I have thought many times over the past months how to write this blog. Many days I felt heightened emotion and other days I felt neutral, like today. It’s pouring down rain right now and it just seems like the right sort of mood to make this news public. I have decided to end my long-term commitment with Mercy Ships and go back to Australia after this outreach ends, for no other reason than it’s just time to go home. I love the work I do on this ship more than any job in the world and despite knowing I will miss it incredibly, I still know it’s time.
When I walk down the hospital corridors as the OBF women walk and sing, their sweet melody echoing high into the decks above, a lump rises in my throat and I wonder how I will ever say goodbye. When we hug and wave our patients goodbye from the ward, knowing that they can return to their village tumour free or with a new lip or palate, able to become a part of normal society, I wonder how I will cope with nursing at home when it feels so much less significant. When I sit up on deck 7 with my patients at the end of the day, spending time playing games or running around after the kids, making sure they use up their energy, I know I will not be able to give this sort of holistic care at home, but in all of those moments I know that God is in this decision because I feel such peace, despite expecting the adjustment to be tremendously hard.

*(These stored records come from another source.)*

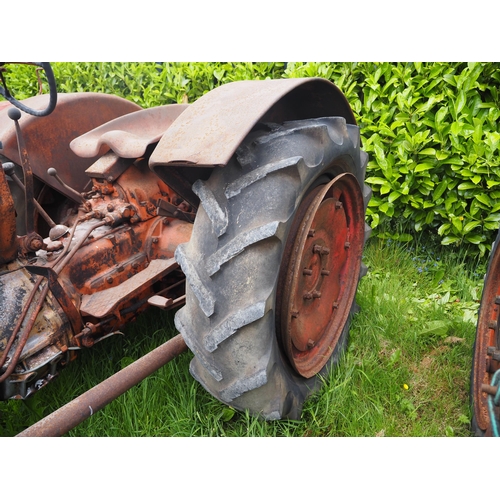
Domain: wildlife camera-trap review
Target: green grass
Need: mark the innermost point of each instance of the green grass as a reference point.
(405, 372)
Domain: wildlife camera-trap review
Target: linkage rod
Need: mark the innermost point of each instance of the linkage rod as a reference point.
(75, 412)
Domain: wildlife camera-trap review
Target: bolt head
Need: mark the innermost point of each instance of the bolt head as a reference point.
(14, 114)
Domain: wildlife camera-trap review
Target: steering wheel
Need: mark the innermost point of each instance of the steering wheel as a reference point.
(4, 91)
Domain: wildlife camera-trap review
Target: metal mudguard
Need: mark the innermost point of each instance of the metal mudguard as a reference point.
(47, 139)
(208, 133)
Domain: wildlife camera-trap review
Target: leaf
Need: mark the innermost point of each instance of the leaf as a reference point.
(448, 240)
(422, 167)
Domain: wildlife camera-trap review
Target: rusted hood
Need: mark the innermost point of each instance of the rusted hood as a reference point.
(47, 138)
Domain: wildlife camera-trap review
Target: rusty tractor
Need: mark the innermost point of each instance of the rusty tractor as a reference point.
(485, 376)
(246, 208)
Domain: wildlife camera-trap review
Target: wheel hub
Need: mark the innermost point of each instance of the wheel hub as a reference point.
(487, 348)
(320, 273)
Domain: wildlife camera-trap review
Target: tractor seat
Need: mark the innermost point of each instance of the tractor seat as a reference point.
(128, 136)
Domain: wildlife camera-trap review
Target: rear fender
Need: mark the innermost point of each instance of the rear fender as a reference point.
(47, 138)
(208, 133)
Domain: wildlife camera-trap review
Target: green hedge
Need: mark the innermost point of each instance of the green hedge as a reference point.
(431, 129)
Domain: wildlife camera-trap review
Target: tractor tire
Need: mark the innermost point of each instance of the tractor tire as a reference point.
(486, 352)
(262, 327)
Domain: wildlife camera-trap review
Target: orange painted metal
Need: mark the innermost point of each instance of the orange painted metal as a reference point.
(73, 413)
(129, 135)
(47, 138)
(8, 241)
(487, 347)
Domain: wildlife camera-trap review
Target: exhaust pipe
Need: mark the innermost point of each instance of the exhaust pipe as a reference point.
(8, 240)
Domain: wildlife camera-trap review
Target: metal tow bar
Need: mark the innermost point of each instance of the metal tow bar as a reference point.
(75, 412)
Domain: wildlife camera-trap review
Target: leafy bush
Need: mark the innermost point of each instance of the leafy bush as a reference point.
(431, 129)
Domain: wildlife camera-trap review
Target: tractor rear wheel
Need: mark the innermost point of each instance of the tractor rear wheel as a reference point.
(273, 265)
(486, 359)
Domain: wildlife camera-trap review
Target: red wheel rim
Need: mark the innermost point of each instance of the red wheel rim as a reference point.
(320, 273)
(487, 352)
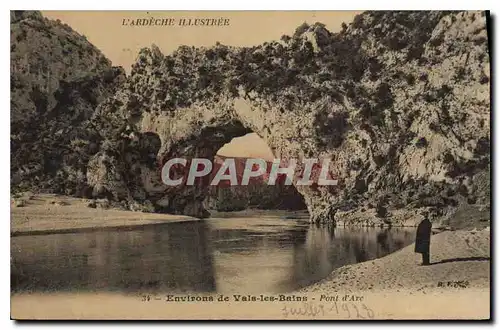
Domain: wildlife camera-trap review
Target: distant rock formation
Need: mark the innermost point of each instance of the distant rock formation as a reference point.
(57, 80)
(399, 101)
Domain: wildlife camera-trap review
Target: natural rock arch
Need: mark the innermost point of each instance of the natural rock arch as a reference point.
(365, 98)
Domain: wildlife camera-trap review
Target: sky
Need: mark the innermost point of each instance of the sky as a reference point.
(120, 43)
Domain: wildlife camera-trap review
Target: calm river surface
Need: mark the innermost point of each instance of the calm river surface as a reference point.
(254, 254)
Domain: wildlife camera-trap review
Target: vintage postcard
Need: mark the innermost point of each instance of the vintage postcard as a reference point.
(250, 165)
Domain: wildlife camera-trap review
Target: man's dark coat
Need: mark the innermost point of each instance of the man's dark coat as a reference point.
(423, 239)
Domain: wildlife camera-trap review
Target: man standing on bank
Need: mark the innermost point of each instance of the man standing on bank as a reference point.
(423, 239)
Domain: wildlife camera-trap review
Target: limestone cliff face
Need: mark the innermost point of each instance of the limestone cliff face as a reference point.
(399, 101)
(57, 80)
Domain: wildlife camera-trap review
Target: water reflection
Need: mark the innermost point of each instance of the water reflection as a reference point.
(175, 257)
(227, 255)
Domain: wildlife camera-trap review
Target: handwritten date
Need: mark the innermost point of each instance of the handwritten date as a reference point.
(336, 309)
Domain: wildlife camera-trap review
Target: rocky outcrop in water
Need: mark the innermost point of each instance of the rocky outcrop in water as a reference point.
(399, 101)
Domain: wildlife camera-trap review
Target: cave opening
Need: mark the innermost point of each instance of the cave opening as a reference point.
(257, 194)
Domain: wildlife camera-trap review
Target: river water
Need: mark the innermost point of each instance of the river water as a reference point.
(251, 254)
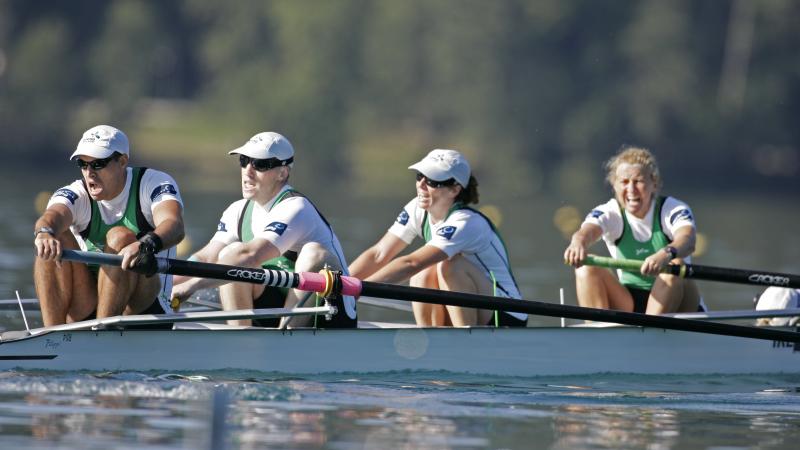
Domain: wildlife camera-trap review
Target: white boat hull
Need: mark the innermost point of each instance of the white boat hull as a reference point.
(508, 352)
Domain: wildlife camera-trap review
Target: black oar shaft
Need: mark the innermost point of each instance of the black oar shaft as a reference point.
(742, 276)
(571, 312)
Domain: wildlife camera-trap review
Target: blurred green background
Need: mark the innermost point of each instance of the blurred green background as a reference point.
(537, 94)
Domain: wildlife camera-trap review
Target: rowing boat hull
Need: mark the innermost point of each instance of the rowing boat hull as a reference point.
(508, 352)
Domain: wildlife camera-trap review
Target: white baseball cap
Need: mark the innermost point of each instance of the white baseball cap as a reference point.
(442, 164)
(101, 142)
(266, 145)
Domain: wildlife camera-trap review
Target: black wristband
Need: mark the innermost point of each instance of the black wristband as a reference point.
(151, 243)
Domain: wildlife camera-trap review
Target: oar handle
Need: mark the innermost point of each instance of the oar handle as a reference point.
(723, 274)
(306, 281)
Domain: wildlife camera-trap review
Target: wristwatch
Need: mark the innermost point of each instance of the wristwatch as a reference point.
(47, 230)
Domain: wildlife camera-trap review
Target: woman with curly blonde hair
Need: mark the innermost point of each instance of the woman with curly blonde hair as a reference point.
(637, 223)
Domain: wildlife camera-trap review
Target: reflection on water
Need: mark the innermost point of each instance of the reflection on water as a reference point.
(402, 410)
(756, 231)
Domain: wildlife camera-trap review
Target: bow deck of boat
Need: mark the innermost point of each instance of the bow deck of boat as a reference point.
(497, 351)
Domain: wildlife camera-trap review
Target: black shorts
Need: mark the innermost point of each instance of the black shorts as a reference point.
(273, 297)
(506, 320)
(641, 296)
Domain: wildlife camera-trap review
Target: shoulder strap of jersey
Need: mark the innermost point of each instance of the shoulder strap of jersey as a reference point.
(245, 227)
(141, 221)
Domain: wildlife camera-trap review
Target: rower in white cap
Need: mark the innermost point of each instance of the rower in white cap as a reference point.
(132, 211)
(272, 226)
(463, 251)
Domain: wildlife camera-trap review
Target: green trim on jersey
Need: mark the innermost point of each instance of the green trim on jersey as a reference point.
(629, 248)
(246, 234)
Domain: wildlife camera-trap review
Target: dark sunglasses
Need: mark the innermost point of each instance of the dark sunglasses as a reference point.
(262, 165)
(97, 164)
(434, 183)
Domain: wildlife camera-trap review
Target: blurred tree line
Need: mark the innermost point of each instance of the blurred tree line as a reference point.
(536, 93)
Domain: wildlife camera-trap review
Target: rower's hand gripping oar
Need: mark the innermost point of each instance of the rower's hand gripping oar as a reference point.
(743, 276)
(347, 285)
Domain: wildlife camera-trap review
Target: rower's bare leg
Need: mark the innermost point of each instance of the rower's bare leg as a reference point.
(67, 293)
(427, 314)
(457, 274)
(599, 288)
(122, 291)
(673, 294)
(233, 296)
(312, 258)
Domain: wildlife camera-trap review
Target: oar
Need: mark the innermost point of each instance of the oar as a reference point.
(353, 286)
(743, 276)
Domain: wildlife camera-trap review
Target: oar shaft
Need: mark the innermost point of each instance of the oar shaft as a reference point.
(742, 276)
(307, 281)
(570, 312)
(355, 287)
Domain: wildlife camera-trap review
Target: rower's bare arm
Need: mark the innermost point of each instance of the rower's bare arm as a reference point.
(404, 267)
(58, 218)
(582, 239)
(683, 242)
(377, 256)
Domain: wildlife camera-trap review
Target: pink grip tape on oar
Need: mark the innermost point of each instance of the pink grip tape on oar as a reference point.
(317, 282)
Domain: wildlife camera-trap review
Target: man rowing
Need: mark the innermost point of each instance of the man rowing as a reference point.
(637, 223)
(272, 226)
(463, 251)
(135, 212)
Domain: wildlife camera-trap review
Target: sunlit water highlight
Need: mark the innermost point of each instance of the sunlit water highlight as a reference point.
(400, 410)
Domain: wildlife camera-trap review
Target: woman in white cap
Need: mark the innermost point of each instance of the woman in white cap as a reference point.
(462, 253)
(272, 226)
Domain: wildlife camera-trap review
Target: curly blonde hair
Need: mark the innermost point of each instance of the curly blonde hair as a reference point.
(633, 155)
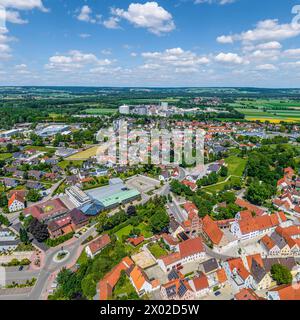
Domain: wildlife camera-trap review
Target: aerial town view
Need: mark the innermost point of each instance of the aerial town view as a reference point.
(149, 151)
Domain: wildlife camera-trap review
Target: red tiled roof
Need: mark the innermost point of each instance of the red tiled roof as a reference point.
(246, 294)
(46, 209)
(212, 230)
(251, 207)
(221, 274)
(107, 284)
(288, 292)
(99, 243)
(201, 282)
(136, 241)
(14, 197)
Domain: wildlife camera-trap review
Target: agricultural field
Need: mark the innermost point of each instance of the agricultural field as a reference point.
(236, 166)
(269, 110)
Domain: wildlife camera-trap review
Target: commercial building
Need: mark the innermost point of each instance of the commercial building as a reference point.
(113, 195)
(53, 130)
(77, 196)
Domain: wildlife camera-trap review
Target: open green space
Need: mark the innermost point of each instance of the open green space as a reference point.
(156, 250)
(145, 231)
(97, 111)
(236, 166)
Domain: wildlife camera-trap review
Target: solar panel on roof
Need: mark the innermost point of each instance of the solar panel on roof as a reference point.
(173, 275)
(182, 289)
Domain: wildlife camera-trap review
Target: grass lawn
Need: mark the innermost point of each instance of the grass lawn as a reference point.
(236, 166)
(124, 290)
(41, 149)
(100, 111)
(4, 156)
(126, 231)
(157, 250)
(84, 155)
(83, 258)
(63, 164)
(220, 187)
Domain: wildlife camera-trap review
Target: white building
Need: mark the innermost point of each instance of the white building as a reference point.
(124, 109)
(16, 203)
(77, 196)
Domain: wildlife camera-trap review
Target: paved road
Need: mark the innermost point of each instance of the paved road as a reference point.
(51, 267)
(176, 210)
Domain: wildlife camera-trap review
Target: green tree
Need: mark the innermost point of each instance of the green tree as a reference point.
(281, 274)
(24, 236)
(88, 285)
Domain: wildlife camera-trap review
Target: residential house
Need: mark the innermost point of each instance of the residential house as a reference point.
(16, 203)
(212, 232)
(140, 281)
(200, 285)
(246, 294)
(97, 245)
(192, 225)
(10, 183)
(285, 292)
(48, 210)
(191, 250)
(177, 289)
(107, 284)
(248, 226)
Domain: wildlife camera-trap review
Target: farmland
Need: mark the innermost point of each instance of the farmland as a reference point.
(269, 110)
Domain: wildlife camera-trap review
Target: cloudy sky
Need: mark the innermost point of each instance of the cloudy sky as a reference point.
(150, 43)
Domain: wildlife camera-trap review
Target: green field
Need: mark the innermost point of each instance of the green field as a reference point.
(220, 186)
(236, 166)
(126, 231)
(271, 110)
(156, 250)
(97, 111)
(63, 164)
(5, 156)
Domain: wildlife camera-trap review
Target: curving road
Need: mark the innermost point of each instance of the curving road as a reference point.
(50, 267)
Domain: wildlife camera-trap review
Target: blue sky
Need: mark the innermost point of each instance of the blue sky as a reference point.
(150, 43)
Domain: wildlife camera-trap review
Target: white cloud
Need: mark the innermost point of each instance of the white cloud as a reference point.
(23, 4)
(231, 58)
(148, 15)
(112, 23)
(75, 60)
(266, 30)
(292, 52)
(175, 57)
(85, 15)
(221, 2)
(266, 67)
(12, 16)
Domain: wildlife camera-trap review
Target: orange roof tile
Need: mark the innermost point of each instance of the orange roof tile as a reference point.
(246, 294)
(212, 230)
(201, 282)
(138, 277)
(288, 292)
(221, 274)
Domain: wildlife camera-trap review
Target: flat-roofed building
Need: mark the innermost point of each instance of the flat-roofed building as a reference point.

In approximately three months I will be disembarking from my home and community for six years. I can barely believe it even as I type, that time has disappeared so quickly. It has been swallowed up by the daily loving of new friends, exploring new countries and serving patients with all sorts of conditions. I’ve certainly had some high highs and some low lows, from seeing God perform a miracle in a man surviving when it looked like certain death to having a child die unexpectedly in my arms, my heart and character has been stretched to the maximum and I have grown more in these years than any time in my life.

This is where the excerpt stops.